What is less obvious, though, is why such illiberal measures should enthuse some Conservatives. But they do, clearly. James Cracknell, the former Olympic oarsman, said recently in a Sky interview that ‘combatting obesity’ was the main reason he wanted to become a Tory MP. Warming to his theme, he praised North Korea for being one of only two countries that has ‘a handle on obesity’. The other one, he added helpfully, for his social media following, was that similarly bright exemplar of democracy, Cuba.
Meanwhile, the person most directly responsible for Lucozade’s decision to change its formula was that doughty champion of free markets, the former Tory chancellor of the Exchequer, George Osborne. When Osborne announced his new sugar tax last year as part of his government’s Childhood Obesity Strategy, Jamie Oliver danced a victory jig outside the House of Commons.
I met Oliver before he became famous. Nice guy, means well, definitely not the sort of person you’d want dictating your country’s fiscal policy. Or culinary policy, for that matter. What kind of chef worth his salt would campaign for food to be altered so that it tastes less delicious, more disgusting?
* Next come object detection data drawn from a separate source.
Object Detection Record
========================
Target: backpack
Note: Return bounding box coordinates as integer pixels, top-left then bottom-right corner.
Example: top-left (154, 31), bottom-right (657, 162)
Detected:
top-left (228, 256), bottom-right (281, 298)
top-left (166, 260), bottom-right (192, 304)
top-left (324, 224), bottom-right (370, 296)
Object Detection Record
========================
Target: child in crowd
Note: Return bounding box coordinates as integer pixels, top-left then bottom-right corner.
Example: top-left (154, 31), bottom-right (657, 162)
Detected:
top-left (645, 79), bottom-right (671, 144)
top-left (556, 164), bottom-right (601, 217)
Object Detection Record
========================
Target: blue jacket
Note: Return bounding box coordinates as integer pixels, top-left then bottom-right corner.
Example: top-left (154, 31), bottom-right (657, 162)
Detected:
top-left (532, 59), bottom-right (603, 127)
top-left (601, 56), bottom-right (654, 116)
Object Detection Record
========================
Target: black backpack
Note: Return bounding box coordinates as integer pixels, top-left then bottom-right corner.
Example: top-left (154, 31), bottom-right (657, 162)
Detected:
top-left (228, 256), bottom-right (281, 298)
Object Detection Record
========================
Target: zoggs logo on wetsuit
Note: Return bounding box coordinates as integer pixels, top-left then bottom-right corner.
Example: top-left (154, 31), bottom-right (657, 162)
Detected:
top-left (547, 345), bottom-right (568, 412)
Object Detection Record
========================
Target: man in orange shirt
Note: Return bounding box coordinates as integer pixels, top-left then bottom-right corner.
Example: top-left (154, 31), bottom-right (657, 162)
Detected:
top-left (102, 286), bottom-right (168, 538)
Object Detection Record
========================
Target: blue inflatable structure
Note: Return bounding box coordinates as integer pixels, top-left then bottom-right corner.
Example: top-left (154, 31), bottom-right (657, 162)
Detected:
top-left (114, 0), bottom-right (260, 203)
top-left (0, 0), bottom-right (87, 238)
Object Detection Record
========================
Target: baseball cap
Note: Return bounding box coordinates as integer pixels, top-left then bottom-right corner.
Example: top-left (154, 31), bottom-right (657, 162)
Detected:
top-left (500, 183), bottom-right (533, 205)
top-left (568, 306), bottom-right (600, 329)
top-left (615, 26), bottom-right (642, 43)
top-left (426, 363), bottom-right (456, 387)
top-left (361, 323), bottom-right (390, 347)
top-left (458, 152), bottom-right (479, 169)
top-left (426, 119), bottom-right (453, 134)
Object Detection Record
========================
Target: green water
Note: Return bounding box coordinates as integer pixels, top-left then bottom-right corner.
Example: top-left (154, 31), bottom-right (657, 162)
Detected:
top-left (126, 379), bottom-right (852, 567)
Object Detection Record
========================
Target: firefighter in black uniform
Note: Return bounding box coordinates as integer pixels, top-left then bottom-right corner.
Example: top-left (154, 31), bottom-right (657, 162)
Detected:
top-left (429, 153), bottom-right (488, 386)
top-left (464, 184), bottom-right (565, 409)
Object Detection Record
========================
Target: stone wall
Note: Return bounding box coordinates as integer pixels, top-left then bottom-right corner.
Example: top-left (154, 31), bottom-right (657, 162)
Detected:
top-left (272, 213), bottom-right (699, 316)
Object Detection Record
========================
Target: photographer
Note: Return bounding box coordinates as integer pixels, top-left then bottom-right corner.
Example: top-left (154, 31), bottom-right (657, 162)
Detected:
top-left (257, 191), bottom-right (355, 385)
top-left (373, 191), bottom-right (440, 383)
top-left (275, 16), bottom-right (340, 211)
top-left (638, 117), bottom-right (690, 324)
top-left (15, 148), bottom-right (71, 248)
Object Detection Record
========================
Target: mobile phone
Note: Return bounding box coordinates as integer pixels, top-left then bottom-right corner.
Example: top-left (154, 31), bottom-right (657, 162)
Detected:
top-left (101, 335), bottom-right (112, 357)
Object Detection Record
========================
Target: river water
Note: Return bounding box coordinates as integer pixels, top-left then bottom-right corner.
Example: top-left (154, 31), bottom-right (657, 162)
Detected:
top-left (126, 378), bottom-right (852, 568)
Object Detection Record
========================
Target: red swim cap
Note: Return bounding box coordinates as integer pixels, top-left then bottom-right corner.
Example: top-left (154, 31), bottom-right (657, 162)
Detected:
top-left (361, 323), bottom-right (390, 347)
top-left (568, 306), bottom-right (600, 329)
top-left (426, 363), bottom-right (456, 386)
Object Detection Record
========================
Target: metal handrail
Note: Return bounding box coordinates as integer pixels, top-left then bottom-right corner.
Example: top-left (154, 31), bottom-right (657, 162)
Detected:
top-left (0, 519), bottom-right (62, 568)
As Christopher Snowdon once put it so well: ‘Food companies do not put sugar, fat and salt in products for fun. They do it because we like them.’
Yet now, under the basilisk eye of the unelected, busybody Public Health England, the products we like are to be replaced by products we don’t like nearly so much. It happened long ago to Heinz Baked Beans and Heinz Tomato Ketchup (now with so much less sugar you have to store it in the fridge). Imminently, it will happen to lots of other products we remember fondly from our youth — fizzy drinks, cakes, biscuits…
Thanks, Jamie and George, for stealing my childhood.